For decades, aesthetic practitioners have relied on makeup pencils and white liners — tools never built for medicine — to plan some of the most precise and delicate treatments in clinical aesthetics. It’s a curious contradiction. Clinics now use £500+ syringes, £20k+ energy-based devices, and sterile gloves for every patient… yet marking up often means scrabbling around for a half-used pencil from the bottom of a drawer.
It’s time to evolve.
Pencils were never designed for skin. They’re not hygienic, they fade when exposed to moisture, they’re often hard to remove, and worse — they deliver inconsistent lines that compromise precision. And let’s not even talk about the sharpener… tucked into the back corner of the room, hiding shavings and cross-contamination risks in plain sight.

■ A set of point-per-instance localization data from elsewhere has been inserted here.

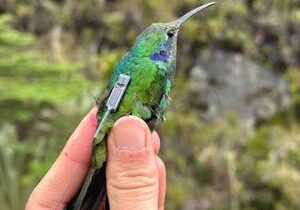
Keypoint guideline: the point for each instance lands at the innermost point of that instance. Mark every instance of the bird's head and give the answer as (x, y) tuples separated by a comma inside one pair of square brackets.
[(158, 42)]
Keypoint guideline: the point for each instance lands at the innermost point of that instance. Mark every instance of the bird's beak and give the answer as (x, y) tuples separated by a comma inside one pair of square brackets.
[(184, 18)]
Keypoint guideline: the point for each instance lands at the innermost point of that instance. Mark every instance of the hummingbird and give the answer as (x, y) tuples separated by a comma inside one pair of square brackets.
[(140, 85)]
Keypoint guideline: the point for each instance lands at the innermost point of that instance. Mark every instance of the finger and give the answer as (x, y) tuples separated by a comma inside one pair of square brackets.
[(162, 183), (156, 142), (66, 175), (132, 173)]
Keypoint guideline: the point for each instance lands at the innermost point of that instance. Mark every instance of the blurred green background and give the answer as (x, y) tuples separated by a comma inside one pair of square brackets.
[(57, 55)]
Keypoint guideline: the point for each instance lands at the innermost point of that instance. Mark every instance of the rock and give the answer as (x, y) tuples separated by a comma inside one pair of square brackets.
[(226, 82)]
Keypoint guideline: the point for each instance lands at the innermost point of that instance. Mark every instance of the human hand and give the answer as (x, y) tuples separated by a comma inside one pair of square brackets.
[(136, 176)]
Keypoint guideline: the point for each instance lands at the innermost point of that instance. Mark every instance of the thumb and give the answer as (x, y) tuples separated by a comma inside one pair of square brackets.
[(132, 174)]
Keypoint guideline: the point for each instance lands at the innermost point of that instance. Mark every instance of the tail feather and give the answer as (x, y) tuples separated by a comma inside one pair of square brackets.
[(92, 193)]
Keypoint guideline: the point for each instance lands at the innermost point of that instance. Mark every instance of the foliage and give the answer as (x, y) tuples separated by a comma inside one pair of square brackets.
[(55, 56)]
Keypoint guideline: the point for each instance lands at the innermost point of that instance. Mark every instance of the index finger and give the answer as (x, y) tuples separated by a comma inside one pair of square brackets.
[(67, 173)]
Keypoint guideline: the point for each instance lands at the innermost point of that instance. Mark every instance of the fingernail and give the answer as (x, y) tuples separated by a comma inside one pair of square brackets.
[(93, 116), (130, 134)]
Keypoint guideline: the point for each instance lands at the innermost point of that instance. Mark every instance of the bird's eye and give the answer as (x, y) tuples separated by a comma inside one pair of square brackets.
[(171, 33)]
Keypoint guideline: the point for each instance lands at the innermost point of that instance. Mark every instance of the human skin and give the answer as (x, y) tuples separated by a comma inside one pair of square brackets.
[(136, 176)]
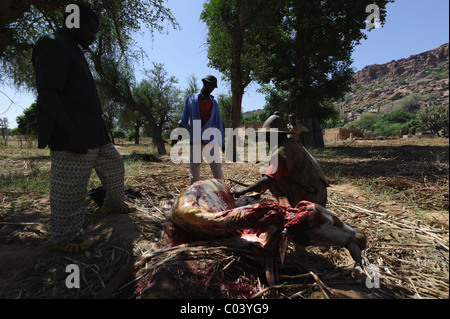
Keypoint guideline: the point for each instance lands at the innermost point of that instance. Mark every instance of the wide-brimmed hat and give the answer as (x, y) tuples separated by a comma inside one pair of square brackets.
[(210, 79), (276, 124)]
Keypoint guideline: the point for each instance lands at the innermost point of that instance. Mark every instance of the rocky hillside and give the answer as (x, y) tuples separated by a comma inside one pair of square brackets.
[(380, 88)]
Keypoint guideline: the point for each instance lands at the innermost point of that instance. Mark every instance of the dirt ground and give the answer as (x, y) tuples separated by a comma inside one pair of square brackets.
[(397, 192)]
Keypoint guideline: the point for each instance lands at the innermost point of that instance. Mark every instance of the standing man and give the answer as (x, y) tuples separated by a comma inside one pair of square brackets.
[(201, 113), (70, 123)]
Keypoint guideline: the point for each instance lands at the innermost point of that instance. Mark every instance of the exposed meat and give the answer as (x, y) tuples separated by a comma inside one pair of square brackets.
[(206, 210)]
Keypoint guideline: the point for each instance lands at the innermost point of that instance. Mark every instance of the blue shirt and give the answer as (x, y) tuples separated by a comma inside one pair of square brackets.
[(191, 113)]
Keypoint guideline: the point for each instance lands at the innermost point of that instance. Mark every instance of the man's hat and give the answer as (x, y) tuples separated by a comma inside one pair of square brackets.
[(210, 79)]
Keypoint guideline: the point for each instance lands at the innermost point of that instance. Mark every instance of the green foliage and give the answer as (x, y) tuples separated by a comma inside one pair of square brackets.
[(367, 121), (391, 124), (225, 103), (306, 59), (27, 122), (119, 133), (410, 103), (120, 20), (434, 118)]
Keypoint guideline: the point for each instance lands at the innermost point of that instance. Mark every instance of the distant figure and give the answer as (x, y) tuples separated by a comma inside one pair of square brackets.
[(204, 109), (70, 122)]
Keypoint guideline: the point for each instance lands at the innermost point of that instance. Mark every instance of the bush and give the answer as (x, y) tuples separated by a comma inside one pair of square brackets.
[(434, 118), (119, 133)]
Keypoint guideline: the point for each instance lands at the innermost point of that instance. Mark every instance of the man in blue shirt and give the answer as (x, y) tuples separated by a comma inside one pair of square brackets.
[(201, 113)]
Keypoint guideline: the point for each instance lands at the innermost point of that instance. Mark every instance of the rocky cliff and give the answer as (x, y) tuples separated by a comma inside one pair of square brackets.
[(378, 88)]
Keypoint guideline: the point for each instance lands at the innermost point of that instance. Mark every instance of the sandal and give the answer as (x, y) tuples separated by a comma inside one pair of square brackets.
[(126, 209), (75, 246)]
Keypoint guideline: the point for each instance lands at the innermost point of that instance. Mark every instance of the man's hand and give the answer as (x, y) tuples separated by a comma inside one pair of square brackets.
[(239, 192), (77, 144)]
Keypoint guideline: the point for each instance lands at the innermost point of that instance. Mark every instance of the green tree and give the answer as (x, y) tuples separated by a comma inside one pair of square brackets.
[(308, 59), (114, 48), (231, 43), (434, 118), (367, 121)]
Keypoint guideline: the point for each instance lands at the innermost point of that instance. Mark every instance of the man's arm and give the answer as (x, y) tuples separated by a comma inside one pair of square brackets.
[(51, 103), (261, 185)]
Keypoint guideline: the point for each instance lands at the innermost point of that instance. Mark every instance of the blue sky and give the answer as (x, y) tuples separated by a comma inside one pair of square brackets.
[(412, 27)]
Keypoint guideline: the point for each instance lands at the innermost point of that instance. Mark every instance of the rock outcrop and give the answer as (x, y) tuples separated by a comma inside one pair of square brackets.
[(379, 88)]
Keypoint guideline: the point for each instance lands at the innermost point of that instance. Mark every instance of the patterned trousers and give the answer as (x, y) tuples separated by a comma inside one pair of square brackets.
[(194, 167), (69, 178)]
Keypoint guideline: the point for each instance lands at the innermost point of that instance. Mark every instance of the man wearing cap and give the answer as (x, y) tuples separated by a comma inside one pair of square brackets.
[(297, 176), (201, 113)]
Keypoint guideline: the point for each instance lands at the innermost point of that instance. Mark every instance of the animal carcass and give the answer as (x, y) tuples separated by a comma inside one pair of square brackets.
[(206, 210)]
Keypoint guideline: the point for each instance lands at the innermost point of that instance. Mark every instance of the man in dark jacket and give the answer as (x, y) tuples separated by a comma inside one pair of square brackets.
[(70, 123)]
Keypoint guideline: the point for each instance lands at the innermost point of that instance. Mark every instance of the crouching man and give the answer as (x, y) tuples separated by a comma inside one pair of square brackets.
[(297, 175)]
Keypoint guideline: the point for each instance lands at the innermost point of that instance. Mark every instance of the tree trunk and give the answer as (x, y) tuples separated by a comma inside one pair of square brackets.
[(136, 135)]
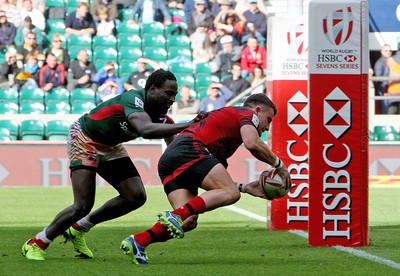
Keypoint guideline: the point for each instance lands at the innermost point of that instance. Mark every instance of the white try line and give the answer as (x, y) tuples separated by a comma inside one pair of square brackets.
[(304, 234)]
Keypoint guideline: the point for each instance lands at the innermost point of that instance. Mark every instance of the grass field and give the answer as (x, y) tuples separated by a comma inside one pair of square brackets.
[(225, 243)]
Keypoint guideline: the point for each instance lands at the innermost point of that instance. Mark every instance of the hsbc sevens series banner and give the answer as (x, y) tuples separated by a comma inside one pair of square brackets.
[(338, 94), (287, 84)]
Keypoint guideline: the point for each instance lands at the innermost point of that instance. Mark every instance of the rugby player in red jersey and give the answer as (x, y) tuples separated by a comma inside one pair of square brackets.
[(198, 158), (94, 147)]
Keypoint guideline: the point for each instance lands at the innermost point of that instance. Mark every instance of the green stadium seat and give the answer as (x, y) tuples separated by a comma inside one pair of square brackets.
[(31, 95), (128, 54), (74, 50), (106, 41), (81, 107), (181, 67), (154, 40), (32, 130), (155, 28), (29, 107), (59, 108), (178, 41), (174, 52), (127, 29), (125, 14), (155, 53), (9, 108), (82, 41), (9, 95), (129, 40), (82, 95), (58, 94), (57, 130), (12, 125)]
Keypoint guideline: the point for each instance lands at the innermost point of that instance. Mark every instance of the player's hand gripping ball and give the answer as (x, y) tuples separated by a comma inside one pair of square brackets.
[(272, 184)]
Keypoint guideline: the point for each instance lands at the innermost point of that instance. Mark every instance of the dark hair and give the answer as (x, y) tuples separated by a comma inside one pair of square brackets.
[(259, 98), (158, 78)]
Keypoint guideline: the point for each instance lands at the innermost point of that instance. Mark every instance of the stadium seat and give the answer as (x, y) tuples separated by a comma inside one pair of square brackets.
[(9, 95), (155, 53), (58, 94), (129, 40), (81, 107), (108, 41), (82, 95), (155, 28), (57, 130), (12, 125), (9, 108), (174, 52), (82, 41), (125, 14), (155, 40), (181, 67), (55, 25), (128, 54), (29, 107), (74, 50), (60, 108), (178, 41), (32, 130), (127, 29)]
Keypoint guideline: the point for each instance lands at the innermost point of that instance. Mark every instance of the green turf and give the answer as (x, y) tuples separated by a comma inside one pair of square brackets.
[(225, 243)]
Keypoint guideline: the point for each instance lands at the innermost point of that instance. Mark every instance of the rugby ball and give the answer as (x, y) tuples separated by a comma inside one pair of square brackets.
[(272, 184)]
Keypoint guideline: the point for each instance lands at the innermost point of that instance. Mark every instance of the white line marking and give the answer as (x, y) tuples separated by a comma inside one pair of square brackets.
[(303, 234)]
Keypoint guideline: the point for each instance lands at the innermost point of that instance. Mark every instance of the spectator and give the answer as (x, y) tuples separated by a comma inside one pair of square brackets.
[(137, 80), (150, 11), (217, 97), (185, 104), (109, 84), (257, 78), (7, 31), (58, 51), (24, 30), (105, 26), (381, 69), (236, 83), (253, 54), (226, 57), (111, 6), (203, 49), (81, 72), (30, 46), (12, 13), (199, 15), (80, 22), (9, 69), (28, 76), (256, 23), (233, 24), (52, 74), (36, 15)]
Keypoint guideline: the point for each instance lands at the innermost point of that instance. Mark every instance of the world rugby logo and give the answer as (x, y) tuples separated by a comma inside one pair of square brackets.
[(297, 39), (337, 113), (338, 26)]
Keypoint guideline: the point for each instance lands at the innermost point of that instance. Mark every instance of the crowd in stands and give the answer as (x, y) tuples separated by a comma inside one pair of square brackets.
[(215, 48)]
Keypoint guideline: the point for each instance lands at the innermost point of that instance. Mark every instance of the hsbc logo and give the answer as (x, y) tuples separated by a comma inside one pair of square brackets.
[(338, 26), (350, 58), (337, 113), (297, 39), (298, 113)]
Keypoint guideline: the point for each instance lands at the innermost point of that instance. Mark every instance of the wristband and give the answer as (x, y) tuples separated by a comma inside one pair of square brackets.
[(240, 186)]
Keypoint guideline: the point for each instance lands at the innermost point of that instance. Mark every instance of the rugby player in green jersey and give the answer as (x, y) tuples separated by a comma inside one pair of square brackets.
[(94, 147)]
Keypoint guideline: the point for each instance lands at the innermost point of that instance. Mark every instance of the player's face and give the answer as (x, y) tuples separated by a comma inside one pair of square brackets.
[(164, 96), (265, 114)]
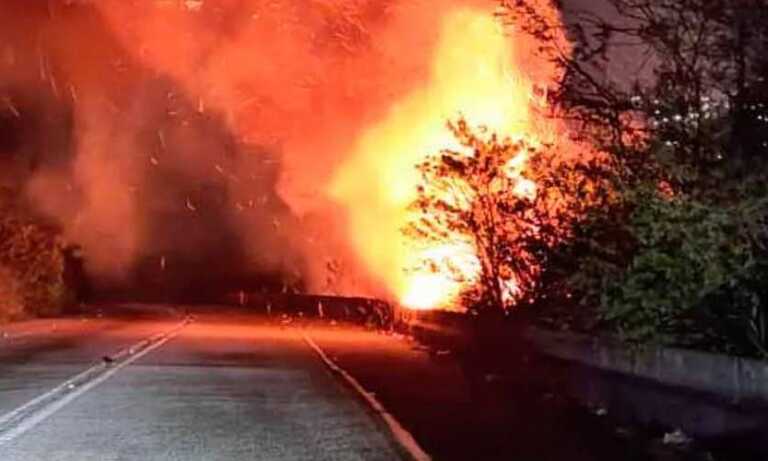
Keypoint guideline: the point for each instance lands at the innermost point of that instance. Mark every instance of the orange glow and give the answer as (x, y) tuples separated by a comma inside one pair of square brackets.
[(479, 73)]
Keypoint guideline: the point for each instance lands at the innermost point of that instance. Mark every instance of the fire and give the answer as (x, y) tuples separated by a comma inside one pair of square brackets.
[(479, 73)]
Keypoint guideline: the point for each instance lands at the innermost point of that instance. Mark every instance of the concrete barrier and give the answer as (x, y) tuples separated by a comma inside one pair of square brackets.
[(705, 395)]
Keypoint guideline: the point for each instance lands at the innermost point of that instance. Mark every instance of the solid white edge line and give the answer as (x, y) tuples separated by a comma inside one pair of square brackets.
[(401, 435), (47, 411)]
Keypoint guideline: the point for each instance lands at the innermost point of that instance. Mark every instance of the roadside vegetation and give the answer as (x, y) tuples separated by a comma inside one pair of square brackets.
[(665, 239), (33, 266)]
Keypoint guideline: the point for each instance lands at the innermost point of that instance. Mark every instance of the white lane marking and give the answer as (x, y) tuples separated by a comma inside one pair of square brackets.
[(401, 435), (16, 423)]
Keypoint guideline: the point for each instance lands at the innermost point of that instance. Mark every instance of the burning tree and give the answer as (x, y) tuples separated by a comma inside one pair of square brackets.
[(495, 209)]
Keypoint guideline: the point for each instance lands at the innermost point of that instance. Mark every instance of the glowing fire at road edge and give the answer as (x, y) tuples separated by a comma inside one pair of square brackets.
[(477, 75)]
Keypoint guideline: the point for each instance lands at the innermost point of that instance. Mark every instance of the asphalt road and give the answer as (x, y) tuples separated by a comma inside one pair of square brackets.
[(151, 386)]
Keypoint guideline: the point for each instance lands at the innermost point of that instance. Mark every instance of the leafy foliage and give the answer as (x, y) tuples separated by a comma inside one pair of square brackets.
[(509, 203), (678, 255)]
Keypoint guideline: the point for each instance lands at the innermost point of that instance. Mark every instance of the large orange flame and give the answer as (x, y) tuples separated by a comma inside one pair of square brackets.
[(479, 73)]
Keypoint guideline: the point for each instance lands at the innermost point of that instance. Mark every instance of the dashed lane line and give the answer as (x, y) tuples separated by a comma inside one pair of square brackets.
[(37, 410)]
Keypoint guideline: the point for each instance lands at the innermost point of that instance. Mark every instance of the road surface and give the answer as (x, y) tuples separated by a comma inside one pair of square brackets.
[(154, 386)]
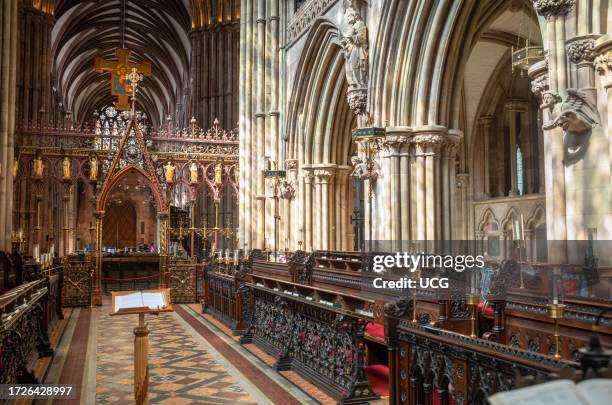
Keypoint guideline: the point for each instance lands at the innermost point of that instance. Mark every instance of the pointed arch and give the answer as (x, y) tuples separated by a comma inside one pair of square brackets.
[(147, 170)]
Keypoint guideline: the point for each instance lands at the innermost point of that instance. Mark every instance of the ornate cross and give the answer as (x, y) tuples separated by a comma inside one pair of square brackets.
[(121, 85)]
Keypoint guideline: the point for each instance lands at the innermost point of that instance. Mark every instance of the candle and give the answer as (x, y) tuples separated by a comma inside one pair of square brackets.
[(555, 292), (515, 229)]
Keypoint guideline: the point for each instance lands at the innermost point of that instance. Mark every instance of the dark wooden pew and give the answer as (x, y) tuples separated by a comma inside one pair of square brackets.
[(28, 314), (321, 340)]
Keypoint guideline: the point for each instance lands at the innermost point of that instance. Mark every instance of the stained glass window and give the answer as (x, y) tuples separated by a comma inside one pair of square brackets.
[(110, 125), (519, 170)]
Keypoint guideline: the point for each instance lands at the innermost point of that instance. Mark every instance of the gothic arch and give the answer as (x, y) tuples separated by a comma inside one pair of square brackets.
[(318, 113), (431, 64), (110, 184)]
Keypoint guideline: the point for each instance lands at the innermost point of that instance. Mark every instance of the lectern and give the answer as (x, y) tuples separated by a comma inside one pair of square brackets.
[(141, 303)]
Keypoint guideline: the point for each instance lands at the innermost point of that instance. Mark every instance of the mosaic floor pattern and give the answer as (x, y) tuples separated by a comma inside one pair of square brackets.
[(181, 371)]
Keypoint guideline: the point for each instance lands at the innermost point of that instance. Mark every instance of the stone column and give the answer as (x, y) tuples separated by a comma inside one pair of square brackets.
[(8, 72), (163, 219), (393, 145), (323, 176), (307, 212), (344, 206), (97, 281), (603, 65), (555, 13), (486, 128), (514, 108)]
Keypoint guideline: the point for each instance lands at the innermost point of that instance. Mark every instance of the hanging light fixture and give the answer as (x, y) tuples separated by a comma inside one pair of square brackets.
[(524, 57)]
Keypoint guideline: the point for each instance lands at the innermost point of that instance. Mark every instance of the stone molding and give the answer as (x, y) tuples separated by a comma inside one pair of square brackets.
[(291, 164), (553, 8)]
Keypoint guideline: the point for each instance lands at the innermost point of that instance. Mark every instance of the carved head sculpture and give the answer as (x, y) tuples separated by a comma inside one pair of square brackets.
[(578, 114)]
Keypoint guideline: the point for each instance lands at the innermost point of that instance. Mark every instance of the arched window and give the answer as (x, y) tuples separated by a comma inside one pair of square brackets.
[(519, 170)]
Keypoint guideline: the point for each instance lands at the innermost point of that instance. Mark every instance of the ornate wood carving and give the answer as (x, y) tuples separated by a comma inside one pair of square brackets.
[(76, 289), (182, 282), (324, 345)]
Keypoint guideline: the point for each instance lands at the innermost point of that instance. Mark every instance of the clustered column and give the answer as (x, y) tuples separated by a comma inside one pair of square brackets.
[(8, 74), (259, 115)]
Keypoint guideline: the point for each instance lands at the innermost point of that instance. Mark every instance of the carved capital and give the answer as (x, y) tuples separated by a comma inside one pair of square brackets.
[(553, 8), (603, 64), (308, 176), (582, 50), (357, 100), (324, 175), (486, 120), (291, 164), (287, 189)]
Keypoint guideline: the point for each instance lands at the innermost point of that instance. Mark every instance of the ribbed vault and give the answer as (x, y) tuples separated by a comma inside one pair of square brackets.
[(155, 30)]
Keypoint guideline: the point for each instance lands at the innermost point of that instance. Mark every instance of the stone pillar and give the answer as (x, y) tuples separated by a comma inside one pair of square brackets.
[(486, 127), (323, 176), (8, 72), (97, 281), (514, 108), (435, 173), (393, 145), (344, 230), (307, 212), (163, 219), (603, 65), (555, 13)]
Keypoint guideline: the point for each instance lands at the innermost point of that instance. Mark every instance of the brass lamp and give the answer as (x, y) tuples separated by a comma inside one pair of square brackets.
[(555, 308), (472, 299)]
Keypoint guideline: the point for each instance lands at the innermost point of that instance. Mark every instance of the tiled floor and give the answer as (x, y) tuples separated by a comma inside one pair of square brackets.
[(190, 362), (180, 370)]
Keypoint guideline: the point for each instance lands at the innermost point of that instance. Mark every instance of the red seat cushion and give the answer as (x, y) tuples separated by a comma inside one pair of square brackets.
[(376, 330), (378, 376), (488, 311)]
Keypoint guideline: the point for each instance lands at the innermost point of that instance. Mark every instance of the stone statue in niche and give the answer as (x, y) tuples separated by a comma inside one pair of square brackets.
[(93, 168), (577, 115), (38, 166), (66, 167), (218, 174), (355, 47), (169, 169), (193, 172)]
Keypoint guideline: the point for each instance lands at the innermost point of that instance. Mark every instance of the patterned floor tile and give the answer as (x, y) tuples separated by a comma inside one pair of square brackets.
[(181, 372)]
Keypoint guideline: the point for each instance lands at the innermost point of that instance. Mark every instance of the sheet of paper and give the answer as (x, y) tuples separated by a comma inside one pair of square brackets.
[(133, 300), (598, 391), (562, 392), (153, 300)]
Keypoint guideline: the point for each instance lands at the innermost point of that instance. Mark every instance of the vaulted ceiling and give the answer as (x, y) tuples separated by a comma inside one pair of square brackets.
[(154, 30)]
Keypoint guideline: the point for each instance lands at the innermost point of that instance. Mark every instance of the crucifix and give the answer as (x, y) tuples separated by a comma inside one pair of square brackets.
[(121, 86)]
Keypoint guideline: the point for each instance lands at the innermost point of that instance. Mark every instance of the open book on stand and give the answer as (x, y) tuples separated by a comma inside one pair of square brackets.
[(141, 301)]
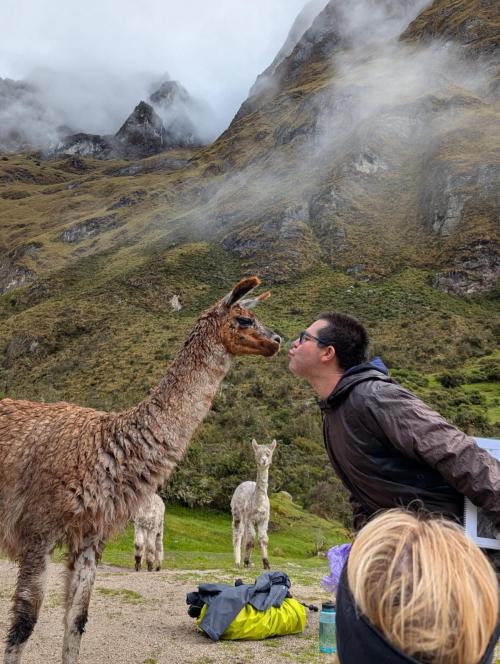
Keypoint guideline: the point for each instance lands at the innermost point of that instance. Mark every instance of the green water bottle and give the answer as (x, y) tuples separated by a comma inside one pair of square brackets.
[(327, 629)]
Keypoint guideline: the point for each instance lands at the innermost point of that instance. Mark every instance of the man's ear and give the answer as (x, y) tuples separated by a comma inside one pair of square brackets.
[(329, 354)]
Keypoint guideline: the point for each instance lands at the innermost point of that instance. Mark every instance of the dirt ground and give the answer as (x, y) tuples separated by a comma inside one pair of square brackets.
[(141, 618)]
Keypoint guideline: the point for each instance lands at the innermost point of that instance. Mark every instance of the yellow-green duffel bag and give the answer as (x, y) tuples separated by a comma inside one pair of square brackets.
[(253, 625)]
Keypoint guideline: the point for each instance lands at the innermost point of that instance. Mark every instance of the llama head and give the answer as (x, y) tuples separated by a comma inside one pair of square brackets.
[(263, 453), (240, 331)]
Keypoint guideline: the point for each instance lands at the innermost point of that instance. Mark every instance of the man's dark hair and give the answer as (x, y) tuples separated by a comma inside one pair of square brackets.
[(347, 335)]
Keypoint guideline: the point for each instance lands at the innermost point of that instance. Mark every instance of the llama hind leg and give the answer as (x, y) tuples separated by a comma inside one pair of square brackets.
[(237, 539), (263, 542), (249, 543), (28, 598), (159, 549), (80, 581), (139, 547)]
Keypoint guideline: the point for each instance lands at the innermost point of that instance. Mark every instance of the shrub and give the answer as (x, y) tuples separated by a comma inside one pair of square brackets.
[(451, 379)]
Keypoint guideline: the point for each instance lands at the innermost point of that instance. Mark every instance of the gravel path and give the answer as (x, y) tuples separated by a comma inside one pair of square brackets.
[(141, 618)]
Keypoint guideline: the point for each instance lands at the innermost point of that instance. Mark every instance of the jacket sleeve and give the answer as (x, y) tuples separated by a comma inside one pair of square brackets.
[(419, 432)]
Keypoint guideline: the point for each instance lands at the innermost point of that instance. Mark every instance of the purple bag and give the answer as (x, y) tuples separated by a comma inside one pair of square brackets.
[(337, 557)]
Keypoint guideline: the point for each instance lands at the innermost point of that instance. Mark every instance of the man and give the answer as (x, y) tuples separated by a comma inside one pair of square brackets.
[(386, 445)]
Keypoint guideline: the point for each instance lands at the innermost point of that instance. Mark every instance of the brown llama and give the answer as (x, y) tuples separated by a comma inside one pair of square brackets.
[(75, 475)]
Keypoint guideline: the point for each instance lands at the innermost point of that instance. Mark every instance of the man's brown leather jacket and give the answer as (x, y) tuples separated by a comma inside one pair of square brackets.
[(390, 449)]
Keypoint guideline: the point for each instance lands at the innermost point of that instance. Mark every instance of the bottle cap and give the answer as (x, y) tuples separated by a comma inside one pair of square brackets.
[(328, 606)]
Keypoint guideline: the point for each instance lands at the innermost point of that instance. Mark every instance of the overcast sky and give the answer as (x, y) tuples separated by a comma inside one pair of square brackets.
[(215, 48)]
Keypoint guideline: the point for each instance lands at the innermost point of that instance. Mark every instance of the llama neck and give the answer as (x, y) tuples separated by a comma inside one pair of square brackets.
[(154, 436), (261, 484)]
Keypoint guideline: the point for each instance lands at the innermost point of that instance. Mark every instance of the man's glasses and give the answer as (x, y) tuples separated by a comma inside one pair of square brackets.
[(305, 335)]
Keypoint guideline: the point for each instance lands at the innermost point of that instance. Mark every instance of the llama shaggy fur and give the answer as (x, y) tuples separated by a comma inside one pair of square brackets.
[(148, 533), (251, 509), (75, 475)]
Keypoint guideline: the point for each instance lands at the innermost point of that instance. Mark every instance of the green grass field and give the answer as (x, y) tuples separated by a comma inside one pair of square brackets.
[(199, 539)]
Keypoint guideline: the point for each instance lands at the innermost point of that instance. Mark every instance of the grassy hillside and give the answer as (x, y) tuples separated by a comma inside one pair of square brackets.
[(295, 536)]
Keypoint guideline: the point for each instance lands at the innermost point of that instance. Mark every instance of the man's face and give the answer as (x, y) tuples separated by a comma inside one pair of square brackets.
[(305, 357)]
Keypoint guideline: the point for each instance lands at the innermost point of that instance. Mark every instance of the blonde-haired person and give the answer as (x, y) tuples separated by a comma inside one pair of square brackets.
[(416, 589)]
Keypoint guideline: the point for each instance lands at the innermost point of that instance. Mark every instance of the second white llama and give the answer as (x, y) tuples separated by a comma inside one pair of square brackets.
[(250, 508)]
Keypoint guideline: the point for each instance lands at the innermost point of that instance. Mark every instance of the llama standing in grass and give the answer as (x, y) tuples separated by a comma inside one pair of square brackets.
[(148, 533), (75, 475), (250, 508)]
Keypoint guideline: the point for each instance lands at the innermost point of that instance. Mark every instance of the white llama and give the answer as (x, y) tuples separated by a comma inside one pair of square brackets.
[(250, 508), (148, 533)]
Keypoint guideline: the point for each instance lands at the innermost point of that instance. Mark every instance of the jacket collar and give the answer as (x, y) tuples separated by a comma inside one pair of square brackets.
[(374, 369)]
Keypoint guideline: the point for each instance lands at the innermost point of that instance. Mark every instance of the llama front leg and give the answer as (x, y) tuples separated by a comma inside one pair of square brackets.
[(263, 542), (28, 598), (249, 543), (80, 581), (159, 550), (237, 538), (150, 549), (139, 547)]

The truth is, marking up is a foundational step in patient care. It communicates intent. It creates symmetry. It supports better outcomes. And it deserves the same respect we give to needles, cannulas, and gloves.
The death of the pencil isn’t just about tools. It’s about mindset. It’s about realising that aesthetic medicine has matured, and the habits we formed early in our careers might now be holding us back.
With tools like Skrybe’s Single-Use and Multi-Use markers, we now have access to instruments that reflect the standards we’ve come to expect in every other part of practice — sterile when they need to be, precise when it matters most, and professional in look and feel.
The pencil had its place. But its time is up.